26.03.2019

(EN) AGSA’s new visual identity – a conversation with Fabio Ongarato

(EN) Dr Lisa Slade, assistant director at Art Gallery of South Australia talks to Fabio Ongarato about AGSA’s new visual identity and collaborating on a cultural brand.

 

Dr Lisa Slade: The word ‘brand’ is arguably one of the most overused words today. It is applied across all sorts of platforms but also often reduced to a logo. What does it mean to you and to your company?

Fabio Ongarato: We’ve always taken a holistic approach to brand. It’s everything that a customer sees, feels, thinks about or interacts with in context of a product or service. For us, successful branding makes something more than what it is or provides. We aim to make a memorable or emotional connection. A genuine connection to a brand can only be made if the story and its promise is authentic. We were fortunate in this regard working with AGSA. We started the process of uncovering an insightful truth to anchor the rebrand. It was an enormously engaging and stimulating process, partly because of the passionate team and their infectious energy, because of their high level of intellectual engagement as well as their clarity of vision. AGSAs intimate understanding of its clientele, established via sophisticated visitor feedback loops, made our job a pleasure and privilege. They are a truly inspired team and an aspired gallery that already had a unified vision which made our job a lot easier.

One of the processes you used in working with the Gallery involved creating identities/characteristics to speak to the Gallery’s identity and ambitions. Can you tell us more about these?

There are many forces that come into play in creating an identity. To illustrate, the way that AGSA was curating exhibitions was identified as a key point of differentiation and we felt, that although it was a clearly defined practice within the gallery, it wasn’t communicated in the gallery’s brand positioning. Instead of curating in a conventional, didactic or categorical way in style or time period, AGSA was distinctive in combining old and new in a much less linear way. This practice mirrors a more indigenous concept of time, where old and new are both “now”’. We identified additional characteristics to reflect the unique offer and identity of AGSA, drawing from the unconventional way it curates work as mentioned above, its commitment to unconventional and divergent thinking to maintain surprise, strong links to the indigenous community and its location in the heart of Australia’s cultural capital. The foundation for the new brand platform that we developed, Forever Now, emerged from this existing practice of a dynamic curatorial agenda as well as AGSA’s unique connection to place.

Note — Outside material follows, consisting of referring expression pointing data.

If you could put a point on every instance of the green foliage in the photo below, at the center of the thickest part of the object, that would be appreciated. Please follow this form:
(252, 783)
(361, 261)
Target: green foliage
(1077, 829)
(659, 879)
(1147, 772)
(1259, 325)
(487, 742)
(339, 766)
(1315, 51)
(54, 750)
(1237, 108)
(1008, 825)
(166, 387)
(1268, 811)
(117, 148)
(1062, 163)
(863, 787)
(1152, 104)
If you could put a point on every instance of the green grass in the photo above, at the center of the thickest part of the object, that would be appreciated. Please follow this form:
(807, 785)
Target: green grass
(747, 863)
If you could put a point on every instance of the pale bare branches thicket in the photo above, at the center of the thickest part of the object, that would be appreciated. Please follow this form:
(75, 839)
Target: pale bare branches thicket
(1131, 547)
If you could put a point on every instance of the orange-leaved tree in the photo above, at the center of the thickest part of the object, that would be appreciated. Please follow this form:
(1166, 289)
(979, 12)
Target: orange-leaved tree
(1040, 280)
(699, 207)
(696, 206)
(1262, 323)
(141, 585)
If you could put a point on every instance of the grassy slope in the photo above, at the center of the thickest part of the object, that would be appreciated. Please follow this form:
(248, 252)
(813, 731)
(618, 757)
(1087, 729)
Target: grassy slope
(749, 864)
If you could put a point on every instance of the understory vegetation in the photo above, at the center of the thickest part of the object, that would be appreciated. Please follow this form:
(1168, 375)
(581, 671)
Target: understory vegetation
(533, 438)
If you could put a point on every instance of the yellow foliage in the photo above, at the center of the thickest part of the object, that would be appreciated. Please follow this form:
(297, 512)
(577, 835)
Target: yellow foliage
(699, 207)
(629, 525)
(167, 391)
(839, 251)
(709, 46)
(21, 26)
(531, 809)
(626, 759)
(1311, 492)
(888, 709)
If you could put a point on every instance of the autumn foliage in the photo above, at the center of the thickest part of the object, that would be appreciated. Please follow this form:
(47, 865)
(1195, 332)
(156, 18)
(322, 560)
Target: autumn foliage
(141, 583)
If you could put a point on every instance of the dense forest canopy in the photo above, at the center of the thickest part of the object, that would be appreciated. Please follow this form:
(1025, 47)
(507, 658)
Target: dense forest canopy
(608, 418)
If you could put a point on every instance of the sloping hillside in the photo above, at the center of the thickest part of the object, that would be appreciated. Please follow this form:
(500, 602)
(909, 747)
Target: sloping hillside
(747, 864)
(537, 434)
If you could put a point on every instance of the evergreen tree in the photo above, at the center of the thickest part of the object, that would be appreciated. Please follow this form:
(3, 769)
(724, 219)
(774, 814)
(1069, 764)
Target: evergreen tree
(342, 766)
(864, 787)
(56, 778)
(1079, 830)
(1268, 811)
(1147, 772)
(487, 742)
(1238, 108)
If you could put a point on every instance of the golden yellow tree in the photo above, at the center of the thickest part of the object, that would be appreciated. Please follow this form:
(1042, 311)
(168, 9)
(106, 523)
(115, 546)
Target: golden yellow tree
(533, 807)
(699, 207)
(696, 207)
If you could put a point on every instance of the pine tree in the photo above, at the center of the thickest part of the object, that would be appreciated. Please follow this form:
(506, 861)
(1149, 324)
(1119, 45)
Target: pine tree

You’ve worked with art, artists and museums across your career, what distinguishes this type of client?

We started our business 25 years ago with a cultural niche and it continues today, working in the cultural sector and engaging with artists to bring something unexpected to the everyday. We regularly collaborate in order to be challenged and extended. There are pragmatic and also emotional aspects to this. The practical aspect is that, for any creator, taking inspiration from the wider world is paramount. If you’re not continually drawing creative sustenance from as many sources as possible then you’re not growing. Collaboration with artists can help to shape experiences, in part because a fresh influence injects originality into the storytelling but also because an artist comes along and mutates the original thinking. We often say that “collaboration is contamination” and we love that. A new influence can come in and turn an idea on its head. Literally blow it up. That’s when really unexpected and truly unique outcomes are achieved. Museums have commercial objectives like most clients, but their conceptual aptitude to engage with creative thinking and concepts is second nature which is a point of difference. Certainly in the case of the Art Gallery of South Australia, they are conceptually focused with ideas informed by intellect and anchored by a strong sense of identity. They go beyond the obvious and the aesthetic.